Hadoop File

Specifies a file or files stored on your Hadoop data source, allowing the data to be incorporated into the workflow.

Hadoop

Information at a Glance

Category Load Data
Data source type HD
Sends output to other operators Yes
Data processing tool MapReduce

The Hadoop data can subsequently be used in data mining algorithms, prediction algorithms, and statistical analyses.

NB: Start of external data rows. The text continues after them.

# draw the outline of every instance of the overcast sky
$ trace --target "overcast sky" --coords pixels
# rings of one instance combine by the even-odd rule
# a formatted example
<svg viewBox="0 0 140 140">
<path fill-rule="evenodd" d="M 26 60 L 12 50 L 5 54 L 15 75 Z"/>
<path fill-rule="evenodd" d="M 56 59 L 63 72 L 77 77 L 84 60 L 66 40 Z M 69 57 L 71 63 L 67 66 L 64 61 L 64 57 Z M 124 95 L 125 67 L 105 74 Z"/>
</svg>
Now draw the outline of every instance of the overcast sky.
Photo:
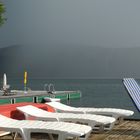
<svg viewBox="0 0 140 140">
<path fill-rule="evenodd" d="M 60 74 L 59 72 L 63 71 L 61 67 L 66 65 L 66 62 L 63 62 L 60 71 L 55 71 L 55 74 L 60 74 L 56 74 L 58 77 L 140 76 L 140 0 L 3 2 L 6 6 L 7 21 L 0 28 L 0 48 L 19 45 L 28 47 L 30 52 L 33 49 L 40 50 L 41 57 L 41 50 L 44 52 L 55 46 L 52 50 L 56 54 L 55 57 L 60 58 L 58 62 L 65 59 L 64 56 L 57 55 L 61 50 L 66 54 L 70 50 L 69 57 L 75 59 L 78 55 L 80 60 L 74 64 L 77 68 L 72 73 L 67 69 L 64 75 Z M 75 59 L 69 61 L 66 66 L 70 68 Z M 57 64 L 57 61 L 51 60 L 50 63 Z M 54 68 L 50 64 L 49 66 Z M 81 73 L 79 67 L 84 69 Z M 51 72 L 49 74 L 51 75 Z"/>
</svg>

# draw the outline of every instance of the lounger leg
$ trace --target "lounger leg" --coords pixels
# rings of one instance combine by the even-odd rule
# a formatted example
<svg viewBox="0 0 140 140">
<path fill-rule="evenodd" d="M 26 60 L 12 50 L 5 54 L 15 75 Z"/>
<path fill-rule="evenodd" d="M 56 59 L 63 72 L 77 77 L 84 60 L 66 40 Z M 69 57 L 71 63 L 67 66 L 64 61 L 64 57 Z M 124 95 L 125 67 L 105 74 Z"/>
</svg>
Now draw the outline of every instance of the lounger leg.
<svg viewBox="0 0 140 140">
<path fill-rule="evenodd" d="M 54 140 L 52 134 L 48 134 L 48 135 L 49 135 L 50 140 Z"/>
</svg>

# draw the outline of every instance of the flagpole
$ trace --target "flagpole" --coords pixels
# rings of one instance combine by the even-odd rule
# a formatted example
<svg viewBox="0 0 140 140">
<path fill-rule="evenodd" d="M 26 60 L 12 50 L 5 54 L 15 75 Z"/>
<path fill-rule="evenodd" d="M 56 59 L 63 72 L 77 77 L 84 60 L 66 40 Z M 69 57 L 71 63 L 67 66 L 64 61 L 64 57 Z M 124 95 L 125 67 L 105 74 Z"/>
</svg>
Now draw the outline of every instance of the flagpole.
<svg viewBox="0 0 140 140">
<path fill-rule="evenodd" d="M 27 93 L 27 71 L 24 72 L 24 93 Z"/>
</svg>

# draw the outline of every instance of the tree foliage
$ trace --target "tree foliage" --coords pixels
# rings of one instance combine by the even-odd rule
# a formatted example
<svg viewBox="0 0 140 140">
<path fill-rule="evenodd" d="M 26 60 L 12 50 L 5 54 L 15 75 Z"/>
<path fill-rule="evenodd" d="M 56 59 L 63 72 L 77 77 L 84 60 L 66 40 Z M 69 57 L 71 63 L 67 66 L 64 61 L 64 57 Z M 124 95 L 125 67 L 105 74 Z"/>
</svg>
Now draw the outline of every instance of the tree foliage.
<svg viewBox="0 0 140 140">
<path fill-rule="evenodd" d="M 4 17 L 4 12 L 5 12 L 5 6 L 2 2 L 0 2 L 0 26 L 4 24 L 6 20 Z"/>
</svg>

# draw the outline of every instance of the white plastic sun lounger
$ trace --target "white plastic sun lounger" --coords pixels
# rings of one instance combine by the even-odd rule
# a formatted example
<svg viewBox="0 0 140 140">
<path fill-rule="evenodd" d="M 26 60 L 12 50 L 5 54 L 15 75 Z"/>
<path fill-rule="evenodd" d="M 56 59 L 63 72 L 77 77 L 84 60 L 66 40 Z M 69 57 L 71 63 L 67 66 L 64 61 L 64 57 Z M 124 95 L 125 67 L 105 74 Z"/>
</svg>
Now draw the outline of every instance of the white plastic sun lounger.
<svg viewBox="0 0 140 140">
<path fill-rule="evenodd" d="M 113 117 L 101 115 L 48 112 L 32 105 L 17 107 L 17 110 L 24 113 L 26 119 L 34 117 L 34 119 L 46 121 L 79 122 L 87 124 L 93 129 L 99 129 L 100 131 L 103 129 L 112 129 L 116 121 Z"/>
<path fill-rule="evenodd" d="M 134 78 L 124 78 L 123 84 L 140 111 L 140 87 Z"/>
<path fill-rule="evenodd" d="M 66 122 L 43 122 L 37 120 L 14 120 L 0 115 L 0 129 L 4 131 L 20 133 L 23 140 L 31 140 L 31 133 L 48 133 L 53 140 L 52 134 L 58 135 L 58 140 L 67 137 L 78 138 L 85 136 L 87 139 L 92 128 L 86 125 Z"/>
<path fill-rule="evenodd" d="M 49 102 L 47 105 L 53 107 L 56 112 L 66 113 L 82 113 L 82 114 L 97 114 L 112 116 L 117 119 L 122 119 L 134 114 L 133 111 L 117 108 L 86 108 L 86 107 L 71 107 L 60 102 Z"/>
</svg>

Team Studio automatically handles files that are stored in compressed format with the gzip or deflate codec.

Input

None. Hadoop File is a source operator.

Configuration

Parameter Description
Notes Any notes or helpful information about this operator's parameter settings. When you enter content in the Notes field, a yellow asterisk is displayed on the operator.
Data Source Name The Hadoop connection for access to the Hadoop file system where the file resides.
Hadoop File Name The path and name of the file. Click Choose File to display the Hadoop File Explorer dialog box, and to browse the Hadoop file structure and select the file location.
Note: To process multiple files using wildcard characters, see Selecting Groups of HDFS files.
Hadoop File Format The source file format. If the file name extension is available, the file format automatically defaults to a setting based on that extension. You can override it manually.

The following file formats are available.

  • Avro
  • Parquet
  • Text file
Hadoop File Structure Click Hadoop File Structure to display the Configure Columns dialog box. The file type determines the dialog box display and configuration options. The following file types are supported.

The Hadoop file structure settings specify the delimiters, columns, and data types in the Hadoop file.

For more information, see Configure Columns Dialog Box.

Output

Visual Output
A preview of the data output.
Data Output
A Hadoop file.